“Let’s get back to base,” he said to the others. “If the night stalkers aren’t here yet, they soon will be. We’ve stood around for too long already. Let’s go!”
They all returned to their cars. Doors slammed, and as he crossed back to the driver’s side, she thought of making a run for it. But that would leave her alone out there, back where she started, on foot, making slow progress. And the more west she’d headed, the more these thugs had started showing up, not to mention the night stalkers.
She stayed put as he got into the driver’s seat. He started the car, then settled his eyes upon her. “Now you can tell me all about yourself,” he said, pulling away with the others.

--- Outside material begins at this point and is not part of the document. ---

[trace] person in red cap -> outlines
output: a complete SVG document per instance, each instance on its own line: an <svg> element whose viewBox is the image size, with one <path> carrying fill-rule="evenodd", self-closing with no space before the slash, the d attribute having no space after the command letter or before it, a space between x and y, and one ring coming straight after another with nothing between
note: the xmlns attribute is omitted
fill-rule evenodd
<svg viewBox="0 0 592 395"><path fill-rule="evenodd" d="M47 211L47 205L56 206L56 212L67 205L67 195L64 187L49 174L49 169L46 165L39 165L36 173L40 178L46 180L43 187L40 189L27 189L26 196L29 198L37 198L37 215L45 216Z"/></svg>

She watched him drive, fighting a sudden territorial urge. She’d been the one to find the car. She’d been the one to get it working again and winch it up into the daylight. She didn’t want some violent stranger driving her car. That’s how it felt to her now. It was her car. Who was this guy anyway?
“Who are you people?” she asked.
“I get to ask the questions.”
She stared forward. “Can’t we just converse?” She tried to make her voice sound even, reasonable, when what she really wanted to do was slam his head against the glass, kick him out of the car, and get as far away from him and his posse as possible.

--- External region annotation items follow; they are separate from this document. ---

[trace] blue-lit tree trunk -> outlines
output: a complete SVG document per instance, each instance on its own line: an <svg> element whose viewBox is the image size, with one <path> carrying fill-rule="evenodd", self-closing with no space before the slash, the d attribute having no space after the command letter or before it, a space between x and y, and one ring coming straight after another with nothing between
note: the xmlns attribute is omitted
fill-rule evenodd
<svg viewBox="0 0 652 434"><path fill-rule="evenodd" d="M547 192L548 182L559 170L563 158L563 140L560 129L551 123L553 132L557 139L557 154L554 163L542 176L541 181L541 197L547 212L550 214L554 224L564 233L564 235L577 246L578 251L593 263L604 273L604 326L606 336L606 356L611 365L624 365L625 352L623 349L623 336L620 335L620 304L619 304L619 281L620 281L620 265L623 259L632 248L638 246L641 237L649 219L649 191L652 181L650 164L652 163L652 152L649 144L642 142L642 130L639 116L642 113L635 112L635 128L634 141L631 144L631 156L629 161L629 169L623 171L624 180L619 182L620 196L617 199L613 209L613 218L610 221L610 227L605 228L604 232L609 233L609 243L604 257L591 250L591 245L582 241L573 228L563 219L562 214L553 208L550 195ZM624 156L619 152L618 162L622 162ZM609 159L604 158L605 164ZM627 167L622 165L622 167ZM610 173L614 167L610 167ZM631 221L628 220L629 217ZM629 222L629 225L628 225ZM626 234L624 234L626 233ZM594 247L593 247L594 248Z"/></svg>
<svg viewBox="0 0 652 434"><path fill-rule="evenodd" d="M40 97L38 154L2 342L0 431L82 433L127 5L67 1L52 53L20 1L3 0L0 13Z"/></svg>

She looked back at him, considering it. He had a tough look about him, like he’d had a hard life. He was in his late twenties, she guessed, and his lean, muscular frame looked like it had been in a scrape or two over the years.
“What’s your name?” he asked again.
She grew silent.
“Did you come from a city center?”
She crossed her arms, fixing her gaze straight ahead as he drove.

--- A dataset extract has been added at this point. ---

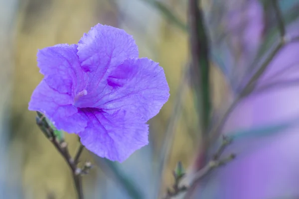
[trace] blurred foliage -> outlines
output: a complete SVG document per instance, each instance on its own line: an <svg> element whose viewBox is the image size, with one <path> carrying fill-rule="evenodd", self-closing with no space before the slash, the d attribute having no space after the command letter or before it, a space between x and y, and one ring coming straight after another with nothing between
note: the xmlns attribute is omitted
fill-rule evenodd
<svg viewBox="0 0 299 199"><path fill-rule="evenodd" d="M12 198L75 198L71 174L62 157L35 124L35 113L28 111L27 103L33 90L42 78L36 66L37 49L57 43L77 43L84 32L97 23L124 28L133 35L141 56L154 59L163 67L171 96L158 115L150 122L150 145L135 153L124 164L95 157L84 151L81 160L91 160L97 165L91 173L84 177L86 198L155 198L172 183L171 171L178 160L184 165L190 165L194 160L193 155L197 152L194 149L199 147L201 141L198 130L199 119L189 84L189 73L186 72L187 75L182 73L188 67L189 59L187 1L128 0L124 2L122 0L19 0L10 17L1 15L0 19L7 20L8 22L6 23L9 25L3 23L1 25L13 26L9 26L7 32L0 35L1 39L4 41L6 36L3 35L9 35L13 42L3 41L2 46L5 48L1 49L3 53L0 55L0 60L4 60L5 58L9 60L9 64L1 63L7 68L0 68L0 82L1 85L7 85L3 87L7 91L3 89L0 100L5 97L5 101L11 103L1 104L5 104L3 107L10 107L8 112L11 115L10 122L4 122L11 124L6 127L11 129L1 130L1 134L6 133L10 140L0 137L0 141L4 140L7 144L9 159L13 160L7 161L6 166L12 163L19 165L19 168L8 167L10 168L5 170L15 174L16 176L11 175L13 179L8 181L11 182L10 187L17 188L12 191L16 193L17 190L24 195L17 198L21 195L18 194L18 197L13 198L13 192L11 192L8 196ZM210 54L212 122L219 118L224 107L231 101L233 93L250 67L254 68L255 63L267 54L278 35L277 28L273 27L276 22L272 11L268 5L270 1L261 0L267 28L263 30L262 44L259 46L259 56L253 64L249 60L254 60L252 58L255 54L249 55L246 59L248 61L242 62L242 58L248 55L242 54L242 28L237 27L240 29L237 32L233 31L236 27L230 29L228 15L233 11L232 7L243 7L241 1L235 1L237 2L235 5L231 1L233 1L228 3L221 0L205 0L201 5L213 49ZM284 3L282 1L285 20L288 23L292 23L299 16L298 4L292 4L294 0L286 0L284 2L287 3ZM9 2L12 1L0 1L1 7L8 7ZM239 11L243 13L242 10ZM248 20L245 14L240 14L240 19L244 22L241 25ZM7 67L13 72L7 72ZM11 77L3 75L9 74ZM180 80L185 78L185 81L181 83ZM181 83L183 86L180 86ZM177 94L183 94L178 102ZM0 107L3 108L2 106ZM180 109L173 110L178 106ZM171 122L174 119L171 116L172 114L177 114L175 122ZM6 121L4 119L7 118L0 117ZM171 128L167 124L171 124ZM285 127L284 124L278 124L237 132L241 137L260 135L261 132L266 134ZM171 139L165 135L167 130ZM64 135L71 151L75 151L77 137L67 133ZM165 145L169 145L169 151L161 158L160 152ZM161 159L164 163L161 163ZM2 176L4 176L0 177L3 181ZM162 181L160 188L156 185L160 180ZM19 182L21 186L18 184ZM0 183L1 193L2 189Z"/></svg>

“You know,” he said, looking at her, “you’ll probably find answering my questions a lot more palatable than if I left you to the others. Some of them don’t have my charm and patience.”
She said nothing. At least he was going west. After a few minutes of silence, she asked, “How far are we going?”
“About twenty miles.” The dashboard lit up his face.
“So you just drive around, looking for people to steal cars from?”
He readjusted his seat belt. “Something like that. We were just going to steal your supplies, but when we saw that you had a solar-powered car, that changed.”
“But why take it? You have plenty of other vehicles.” She surveyed the throng of cars before her.
“Hear that?” he asked her. “Their engines?”
She didn’t answer.
“They’re internal combustion engines.”
She raised a brow. She decided the less ignorance she showed of the outside world, the better. She didn’t want him to know he was right, that she was from a city center.
When she didn’t say anything, he went on. “It’s old tech, but it works. Also loud as hell, and our enemies can hear us coming.” He ran his hand affectionately over the steering wheel of her car. “But this? Solar power? Quiet. And from the size of that panel, I’d say this is pretty old tech too. But it works like a beaut.”
She had no idea what a beaut was, but she knew there was no way she was going to let this guy keep her car. She wanted to ask him how he lived out here, how they all got by, what they ate, how they survived the storms, but she kept silent.
“Even got one that runs on steam,” he said. “You should see it. And then there’s the Big Worm. Glorious.”
She finally lent him her eyes. “What’s that?”
“A steam train. Fixed the track from here to Delta City, and that thing runs like a blade on ice. But we have to find stuff to burn, which can be hard. But when it goes, it goes.”
She had no idea what he was talking about, but tried not to let on. “So what’s the point in taking me? Why not leave me to the night stalkers?”
“Fun devils, aren’t they?” he said, grinning slyly.
“Yeah. Real fun.”
Something sad overtook his face, an old hurt. She watched his expression change. A second later, he came back to the present. “I took you because you intrigue me.”
She decided to go for it. “Look—I really do need to be somewhere. It’s incredibly important.”
“I’m sure it is.”
“You don’t understand.” She turned in her seat to face him. “Something bad is coming. Something that could kill us all.”
“And you alone can stop it?” he asked, with a half smirk.
“I’m going to try.”
He let out a laugh, and she rankled at the sound. “Well, hell,” he said, and she realized the laugh wasn’t entirely derisive. “Maybe we can fix you up with a methane-powered car later.” She didn’t know what methane was, but she believed that about as much as she believed he’d stop right now and let her have her own car back.
“I need this car,” she insisted. “I have a very long way to go, and won’t be able to get any . . . methane . . . on my way. I need the sun. It’s the perfect power source, right over our heads.”
“When you can actually see it.” He regarded her, then looked back at the road. “Listen. You’re determined, I’ll give you that. But you don’t seem to grasp a vital component of the situation here.”
“What’s that?” she asked, her wrath stealing up inside her again.
“You’re our prisoner.”
“What possible use could I be to you?”
He suddenly looked serious. “Information.” He pulled Willoughby’s PRD out of her tool bag again. “I’m no idiot. I know you’re not from around here. Where did you get tech like this?”
She just stared back.
“Did you kill whoever this belonged to?”
“Of course not!”
“See? If you were a Badlander, you’d brag about it. You’ve got an innocence about you, a kind of naïveté. That stands out. You did come from a city center.”